SAÚDE

"Peeling de fenol é seguro", diz presidente da Sociedade Brasileira de Dermatologia

Em entrevista ao GLOBO, Heitor de Sá Gonçalves defende que o procedimento seja feito por médicos para garantir a segurança

Presidente da Sociedade Brasileira de Dermatologia, Heito de Sá Gonçalves - SBD/Divulgação

Em junho, após a morte de um empresário em São Paulo em decorrência de um peeling de fenol realizado por uma esteticista e influenciadora, a Agência Nacional de Vigilância Sanitária (Anvisa) proibiu a comercialização de produtos que contenham a substância no Brasil. De acordo com a autarquia, o veto permanecerá vigente enquanto são conduzidas investigações sobre a segurança do fenol.

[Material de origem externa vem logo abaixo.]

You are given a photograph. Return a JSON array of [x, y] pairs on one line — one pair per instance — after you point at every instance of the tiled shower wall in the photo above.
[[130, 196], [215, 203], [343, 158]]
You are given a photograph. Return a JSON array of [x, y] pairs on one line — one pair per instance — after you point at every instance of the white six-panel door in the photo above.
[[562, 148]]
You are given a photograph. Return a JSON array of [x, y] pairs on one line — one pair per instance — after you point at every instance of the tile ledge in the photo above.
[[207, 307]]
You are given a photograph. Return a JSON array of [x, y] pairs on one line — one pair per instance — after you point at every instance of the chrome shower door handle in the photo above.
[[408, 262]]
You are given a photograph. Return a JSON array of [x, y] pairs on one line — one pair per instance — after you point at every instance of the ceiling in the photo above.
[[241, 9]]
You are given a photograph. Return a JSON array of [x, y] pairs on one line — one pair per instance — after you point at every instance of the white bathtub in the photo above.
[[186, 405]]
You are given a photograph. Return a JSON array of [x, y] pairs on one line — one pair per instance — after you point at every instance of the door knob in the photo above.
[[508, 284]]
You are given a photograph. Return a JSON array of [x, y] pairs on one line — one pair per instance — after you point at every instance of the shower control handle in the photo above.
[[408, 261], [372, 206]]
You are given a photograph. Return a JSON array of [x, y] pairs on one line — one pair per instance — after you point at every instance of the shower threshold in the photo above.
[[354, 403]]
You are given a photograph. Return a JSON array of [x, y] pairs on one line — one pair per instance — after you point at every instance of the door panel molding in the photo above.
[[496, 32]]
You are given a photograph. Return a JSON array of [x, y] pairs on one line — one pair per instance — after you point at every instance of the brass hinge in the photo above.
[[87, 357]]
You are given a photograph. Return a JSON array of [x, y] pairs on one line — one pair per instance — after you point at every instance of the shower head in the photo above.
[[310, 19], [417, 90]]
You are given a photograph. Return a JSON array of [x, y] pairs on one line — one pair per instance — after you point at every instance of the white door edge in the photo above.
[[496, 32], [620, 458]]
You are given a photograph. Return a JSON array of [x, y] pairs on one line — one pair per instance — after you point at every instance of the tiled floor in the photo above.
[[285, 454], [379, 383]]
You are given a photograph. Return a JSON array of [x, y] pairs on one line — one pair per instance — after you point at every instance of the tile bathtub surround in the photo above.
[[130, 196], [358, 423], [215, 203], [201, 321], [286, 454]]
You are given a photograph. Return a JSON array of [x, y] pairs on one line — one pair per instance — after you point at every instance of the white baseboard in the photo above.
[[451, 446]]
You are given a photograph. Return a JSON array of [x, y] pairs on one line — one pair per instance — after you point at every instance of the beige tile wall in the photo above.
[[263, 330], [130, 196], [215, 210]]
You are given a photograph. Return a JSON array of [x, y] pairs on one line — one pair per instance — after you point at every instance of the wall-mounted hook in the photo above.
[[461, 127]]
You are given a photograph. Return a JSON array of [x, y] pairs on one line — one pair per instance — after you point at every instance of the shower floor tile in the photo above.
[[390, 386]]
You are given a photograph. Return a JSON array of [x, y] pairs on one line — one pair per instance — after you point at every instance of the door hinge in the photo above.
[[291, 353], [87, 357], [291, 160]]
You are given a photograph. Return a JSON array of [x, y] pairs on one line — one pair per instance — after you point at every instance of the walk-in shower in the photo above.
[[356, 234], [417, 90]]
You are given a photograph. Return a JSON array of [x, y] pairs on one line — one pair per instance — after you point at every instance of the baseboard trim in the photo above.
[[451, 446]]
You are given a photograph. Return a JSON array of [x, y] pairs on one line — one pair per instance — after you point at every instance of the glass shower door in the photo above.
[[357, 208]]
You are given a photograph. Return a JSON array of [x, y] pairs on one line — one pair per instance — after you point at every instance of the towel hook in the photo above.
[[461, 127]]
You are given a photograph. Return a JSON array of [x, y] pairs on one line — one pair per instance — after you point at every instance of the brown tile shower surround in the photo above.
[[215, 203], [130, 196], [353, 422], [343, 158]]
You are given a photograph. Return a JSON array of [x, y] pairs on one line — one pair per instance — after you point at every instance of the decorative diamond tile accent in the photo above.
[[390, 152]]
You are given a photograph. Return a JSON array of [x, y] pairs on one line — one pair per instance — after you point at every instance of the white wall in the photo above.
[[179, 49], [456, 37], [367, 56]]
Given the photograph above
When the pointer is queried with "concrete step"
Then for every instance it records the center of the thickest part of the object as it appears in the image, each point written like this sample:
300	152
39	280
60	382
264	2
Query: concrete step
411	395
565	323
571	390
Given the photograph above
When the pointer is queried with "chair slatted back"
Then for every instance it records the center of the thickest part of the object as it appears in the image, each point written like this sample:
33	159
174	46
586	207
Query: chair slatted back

No entanto, no final de julho, a Sociedade Brasileira de Dermatologia (SBD), em conjunto com o Conselho Federal de Medicina (CFM) e a Sociedade Brasileira de Cirurgia Plástica (SBCP), enviaram um documento à agência em que pediram a revogação da proibição e apresentaram evidências de segurança e eficácia do fenol, desde que manuseado por médicos habilitados. Após um mês sem resposta da Anvisa, a SBD levou a questão à Justiça.

— Já tem mais de um mês que enviamos o dossiê e não obtivemos resposta. Depois de três semanas sem resposta, nós judicializamos (o tema) pela SBD. A Anvisa já foi notificada, e agora cabe (esperar) o julgamento, se a sentença será favorável ou não — conta o presidente da SBD, Heitor de Sá Gonçalves.

O peeling de fenol foi um dos grandes tema de palestras realizadas ao longo desta semana no 77º Congresso Brasileiro da SBD. Ao Globo, o presidente da entidade falou sobre o procedimento, o apelo à Anvisa e a discussão em torno da realização de outros procedimentos invasivos, como botox e preenchimentos com ácido hialurônico, por não médicos.

O peeling de fenol repercutiu bastante desde a morte do empresário em São Paulo. Na visão do senhor, o procedimento tem indicações? Ou é muito arriscado?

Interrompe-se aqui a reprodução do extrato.